Kuka, am 22. Februar 1872
Liebe Schwester!
Morgen vollende ich wieder ein Jahr meines Lebens, und noch immer bin
ich in diese Breitengrade gebannt. Werde ich Euch wenigstens in dem neuen
in meine Arme schließen können? Ich hoffe es zuversichtlich.
Ich habe zwar bis jetzt keine Erfolge gehabt, wie ich sie geträumt
hatte, habe im Gegentheil unendliche Zeitopfer bringen müssen und
den Anfang meiner Reisenden-Carriere unter ungewöhnlichen Gefahren
und Leiden gemacht; doch haben sich alle die zahlreichen Schwierigkeiten,
welche sich in der hiesigen Welt dem Fremden gegenüber unvermeidlich
aufthürmen, stets so glücklich applanirt, daß meine Hoffnung
und Zuversicht ungebrochen bleiben. Ich bedaure dabei nur tief, daß
Du Dir gewiß mehr Sorge machst, als nöthig ist.
Augenblicklich bin ich von meiner Kanem- und Borku-Reise zurückgekehrt
und zwar in einem Wohlbefinden, wie ich es vor Jahresfrist, d.h. vor meiner
Abreise dahin nicht kannte. Doch welche psychischen Torturen habe ich während
der 9 Monate meines Nomaden- und Räuberlebens auszustehen gehabt?

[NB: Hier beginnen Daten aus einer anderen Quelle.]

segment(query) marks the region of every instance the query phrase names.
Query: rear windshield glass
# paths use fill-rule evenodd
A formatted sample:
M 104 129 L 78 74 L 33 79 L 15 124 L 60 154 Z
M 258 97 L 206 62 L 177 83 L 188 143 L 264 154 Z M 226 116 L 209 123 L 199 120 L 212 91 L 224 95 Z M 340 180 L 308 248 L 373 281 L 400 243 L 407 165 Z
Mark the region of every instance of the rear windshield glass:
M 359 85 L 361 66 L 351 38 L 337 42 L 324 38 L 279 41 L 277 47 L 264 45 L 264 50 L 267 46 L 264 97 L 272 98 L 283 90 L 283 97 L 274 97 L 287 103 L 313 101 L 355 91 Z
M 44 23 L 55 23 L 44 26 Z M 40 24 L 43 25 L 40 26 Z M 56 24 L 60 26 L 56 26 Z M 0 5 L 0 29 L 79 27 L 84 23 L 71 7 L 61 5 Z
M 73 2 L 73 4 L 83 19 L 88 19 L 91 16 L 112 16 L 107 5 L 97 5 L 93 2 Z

Und welche Entbehrungen haben mir tagtäglich die Erinnerung an Tibesti
wachgerufen? Ich hatte auf 4 Monate allerhöchstens gerechnet und ein
dahin zielendes Abkommen mit den Arabern getroffen. Doch Wortreue ist keine
Tugend der Araber; aus den 4 Monaten sind 9 geworden, und sie begreifen
durchaus nicht, daß ich über die 5 Monate mehr so viel Wesens
mache. Denn höhere Interessen als ihre Kameele und ihre einfache Kleidung
und ihre noch einfacheren Speisen kennen sie eben nicht und begreifen sie
auch an Anderen nicht. Ich habe gleichwohl Gegenden besucht, die vor mir
nie ein europäischer Fuß betrat und trotz meiner ungenügenden
Vorbildung für dergleichen Forschungen einen anerkennenswerthen Beitrag
zur Kenntniß eines guten Theils der östlichen Hälfte der
Sahara liefern können. Nur meine Mittellosigkeit hindert mich an großartigen
Unternehmungen. Hätte ich auf ca 100 Thaler nicht zu sehen brauchen,
ich hätte wahrlich nicht 9 Monate Hunger und Schmutz ertragen und
das geistige Leben meiner Gefährten, der Kameele, zu führen brauchen.
Ich habe jetzt eine genügende Übersicht über die Gliederung
der Tibbu-Familie und ihre geographische Verbreitung gewonnen, habe eine
ziemlich genügende Kenntniß der Landschaft Ennedi (von Terráwia
bewohnt) anbahnen können und die eigentliche Natur des räthselhaften
Bahar el Ghazal, das bisher die Geographen so vielfach intriguirt hat,
constatiren können. Den Terráwia einen Besuch in Person zu
machen, wurde ich zu meinem größten Bedauern verhindert, doch
war dies zu meinem größten Glücke; denn es würde mich
die Freiheit, wahrscheinlich aber das Leben gekostet haben. Von dem Raubzuge
nämlich, dem ich mich anschloß, wurden alle Nicht-Combattanten,
die man zur Bewachung einer aufgehobenen Kameelherde zurückgelassen
hatte, eingefangen und die Widerstand leistenden umgebracht. Du siehst,
die hiesigen Kriegszüge sind weniger rühmlicher Art als die großartigen
Exploits*, die die Deutschen so mit Ruhm gekrönt und die französische
Hohlheit so kläglich aufgedeckt haben.
Jetzt werde ich übrigens nicht mehr mit einer einfachen Räuberbande
(anders kann man diese Araber Kanem's kaum bezeichnen) sondern.– Doch laß
mich in verständig chronologischer Weise verfahren: Du weißt,
daß ich Ende März v. J. mit den gerade hier anwesenden Arabern,
welche hier ihren Überfluß an gestohlenen Kameelen und Datteln
auf den Markt bringen, nach Kanem abreiste. Ich erkrankte schon nach wenigen
Tagen ernstlich und brachte im traurigsten Zustande ca 10 Tage im heftigsten
Fieber zu, theils zu Pferde, theils zu Kameel, bis wir das Lager der Ulad
Sliman erreichten. Kuh- und Kameelmilch stellten mich bald wieder her (Chinin
habe ich leider nicht mehr), und wir konnten Anfang Mai nach Borku aufbrechen.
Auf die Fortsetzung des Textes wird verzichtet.